# My Grand Mother



## 6639 (Apr 20, 2006)

Today whilst chatting to my dad ( who is 92) about my daughter and her excellent reports from her first term at the Nautical College in Fleetwood he turned to her and said that she was taking after her great grand mother.

I was taken aback as he had never mentioned her before, but referred to her as Granny Kendrick?

Next question was..........What did she do?

She was Chief Purser on the Duchess of Atholl, and then went on to serve on some "Empress of" ships, he said but couldn't remember which Empress ships.

Any more I asked.

Oh yes, she was torpedoed once and shipwrecked on another occasion?

I couldn't believe what I was hearing as this has been a mystery to me for a lifetime, but by those two comments I believe that she must have been on the Duchess of Atholl when torpedoed during WW1 and possibly on the Empress ship which I believe was lost in the St Lawrence during the 1930's?

Has anyone any idea where I could go too, to find any information on my grand mother and her service history, as I would love to know.

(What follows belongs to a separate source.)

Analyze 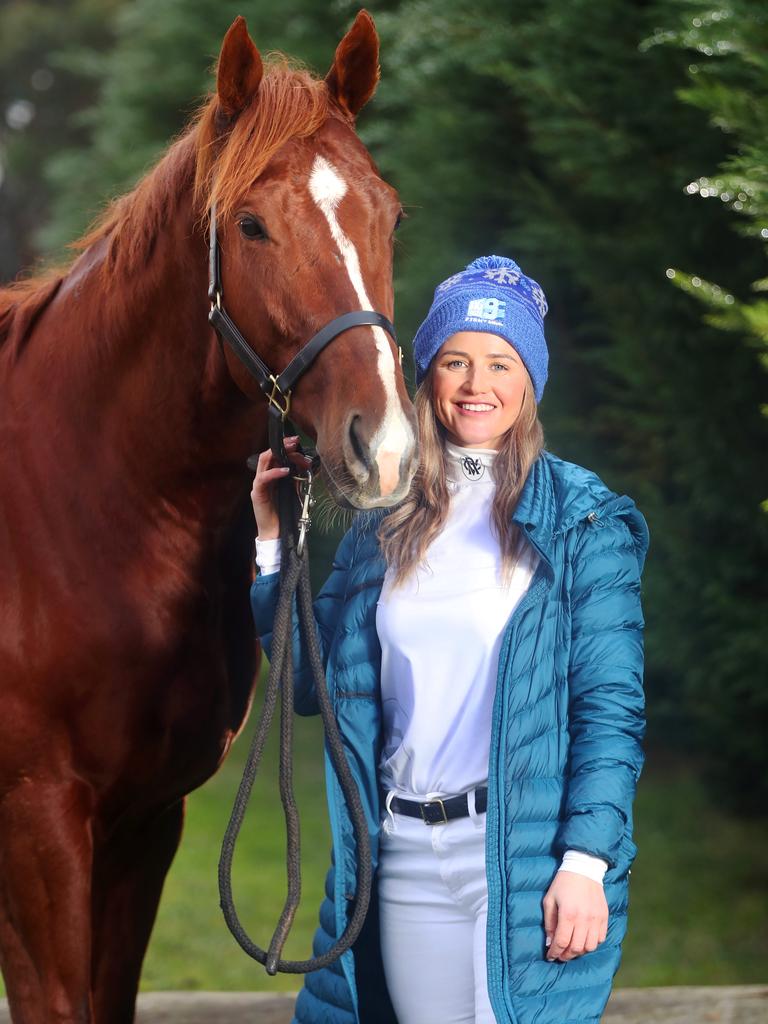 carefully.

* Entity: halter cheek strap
[208,205,402,462]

Many thanks in anticipation.

Neil.


----------



## Hugh MacLean (Nov 18, 2005)

Hi Neil,
No surviving personal records for WW1 but possibly something in the Fourth Register of Seamen if not you would need to look at crew agreements to find out what ships she served in. Would you care to give a name, date and place of birth?

Regards
Hugh


----------



## 6639 (Apr 20, 2006)

Hugh, many thanks for the quick response.

All I know at the moment is that she was called Kendrick and that she died in 1946/47 when my dad was around 22/23 years of age.

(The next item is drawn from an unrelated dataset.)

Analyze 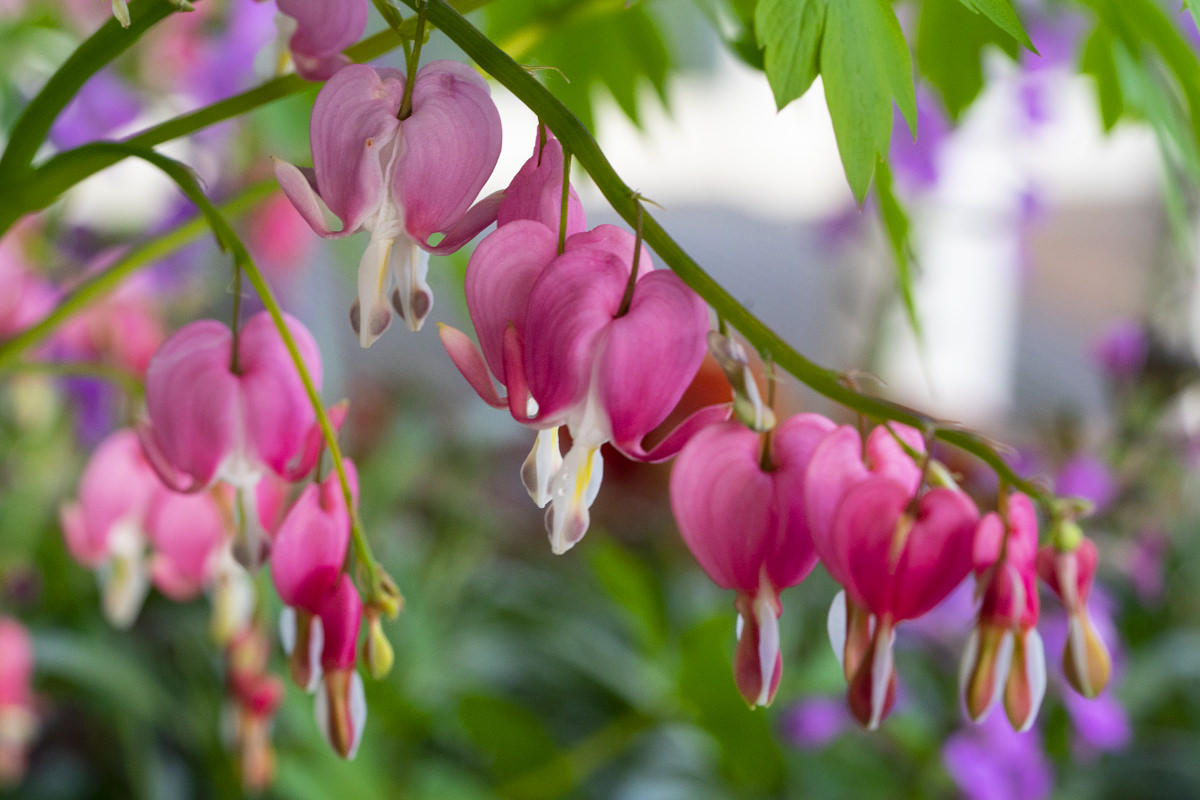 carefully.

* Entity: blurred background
[0,0,1200,800]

But next time I chat with my dad I will press him for more info. I do know however that she served for a good number of years with Elder Dempster.

The family lived in Wallasey during their early years, so possibly she was born there. My brother has done a family tree so I will be chatting to him with regards to any dates, but I think he did his on the matriarchal side of the family.

Cheers.

Neil.


----------



## Hugh MacLean (Nov 18, 2005)

Neil,

Just had a look and if Margaret Kendrick, Head Stewardess, b. 23.1.1877, Liscard, is your GM then I can give you three cards with some details of ships. She was on DUTCHESS OF ATHOLL in 1934.
The earliest her record goes is 1923 so you would need to back track through crew agreements from 1923 to find previous service incl WW1. I can help you with that too but I suppose we need to wait and see if that lady is your grandmother first.
Regards
Hugh


----------



## 6639 (Apr 20, 2006)

Hugh........thanks very much for that info...........I will ask my dad tomorrow......he didn't tell me her first name, and yesterday was the first I had ever heard of her.......but will ask, and thanks for researching for me. neil.


----------